Produção e entrevista de Danilo Souza; edição de áudio de Pablo Hernandez; direção Geral de Fábio Agra

Antes de falarmos sobre literatura propriamente, logo no início Caio nos conta como foi sua trajetória acadêmica e educacional.

“Quando eu terminei o ensino médio - e olha que estou falando de 1993 - eu fiz algumas opções de vestibular: História, aqui em Vitória da Conquista, Farmácia Bioquímica na UFBA e Psicologia em Aracaju. Passei em duas; História e Farmácia Bioquímica. Cursei um semestre de História, na UESB, e fui para Salvador no segundo semestre de 1994 fazer Farmácia com especialização em análises clínicas. Eu não consegui ficar no curso por três meses, percebi que não era a minha. No ano de 1995 eu fiz um novo vestibular para Ciências Sociais e para Filosofia, em Ilhéus, passei em ambos e optei por morar em Salvador para fazer Ciências Sociais. Eu me identifiquei e fiquei por ali, hoje já são mais de vinte anos envolvido com Ciências Sociais.”

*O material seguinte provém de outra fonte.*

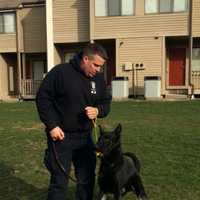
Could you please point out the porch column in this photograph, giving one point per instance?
(24, 65)
(49, 32)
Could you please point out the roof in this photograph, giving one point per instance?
(5, 4)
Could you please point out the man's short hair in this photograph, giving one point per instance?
(95, 49)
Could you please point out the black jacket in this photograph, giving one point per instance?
(64, 94)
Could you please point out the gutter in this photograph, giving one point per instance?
(190, 40)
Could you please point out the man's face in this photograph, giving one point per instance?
(92, 66)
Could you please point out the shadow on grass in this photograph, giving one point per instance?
(14, 188)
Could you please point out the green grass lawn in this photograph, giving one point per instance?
(164, 135)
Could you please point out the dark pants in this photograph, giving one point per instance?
(76, 148)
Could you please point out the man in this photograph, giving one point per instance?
(69, 98)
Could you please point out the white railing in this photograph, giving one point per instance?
(30, 87)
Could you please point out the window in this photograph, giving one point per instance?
(114, 7)
(1, 23)
(127, 7)
(196, 59)
(165, 6)
(151, 6)
(100, 7)
(7, 22)
(180, 5)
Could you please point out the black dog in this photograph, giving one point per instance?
(119, 172)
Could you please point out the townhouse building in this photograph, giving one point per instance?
(143, 38)
(22, 47)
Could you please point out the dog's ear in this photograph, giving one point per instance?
(118, 129)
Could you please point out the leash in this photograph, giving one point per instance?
(94, 122)
(60, 165)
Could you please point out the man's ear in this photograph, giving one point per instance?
(118, 129)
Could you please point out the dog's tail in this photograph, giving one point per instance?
(135, 160)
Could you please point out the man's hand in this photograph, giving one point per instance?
(57, 134)
(91, 112)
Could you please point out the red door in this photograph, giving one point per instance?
(177, 57)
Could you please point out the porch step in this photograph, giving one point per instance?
(176, 97)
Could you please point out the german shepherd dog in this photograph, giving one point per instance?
(119, 172)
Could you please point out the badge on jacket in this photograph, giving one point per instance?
(93, 87)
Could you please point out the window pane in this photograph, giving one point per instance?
(127, 7)
(9, 22)
(1, 23)
(151, 6)
(114, 7)
(165, 5)
(180, 5)
(196, 59)
(100, 7)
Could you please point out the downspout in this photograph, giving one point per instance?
(49, 34)
(190, 47)
(18, 55)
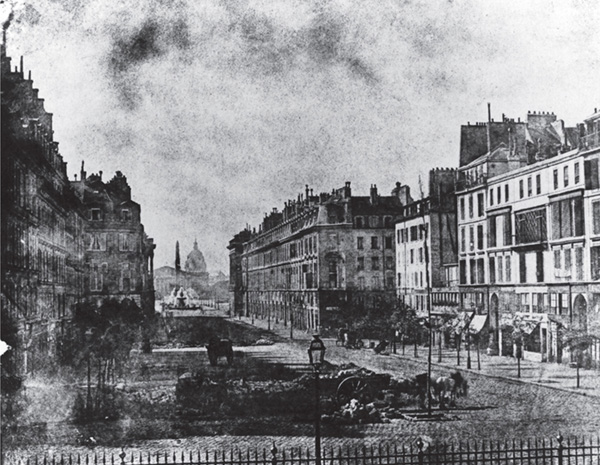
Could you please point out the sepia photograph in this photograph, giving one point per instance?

Caio é professor em turmas do ensino superior e do ensino médio, o que faz com que ele tenha convivência direta com adolescentes e jovens nas salas de aula. Ao ser perguntado sobre a importância de disciplinas como Sociologia e Filosofia, o escritor respondeu:

“Do meu ponto de vista, elas são fundamentais. Elas são essenciais porque elas entregam ao aluno a possibilidade de refletir sobre a sua própria condição na sociedade e na vida. A discussão sobre as relações de discriminação e preconceito que são construídas socialmente e são naturalizadas a ponto de a gente não perceber, se não houver uma reflexão racional para isso. As Ciências Sociais e a Filosofia levam ao aluno a possibilidade dele se refletir enquanto humano numa sociedade e não simplesmente como uma máquina de produção ou uma engrenagem de produzir capital, elas entregam humanidade.”

Completando seu argumento para a pergunta, ele expôs a sua opinião sobre o modo como a Sociologia e a Filosofia acontecem nas escolas brasileiras.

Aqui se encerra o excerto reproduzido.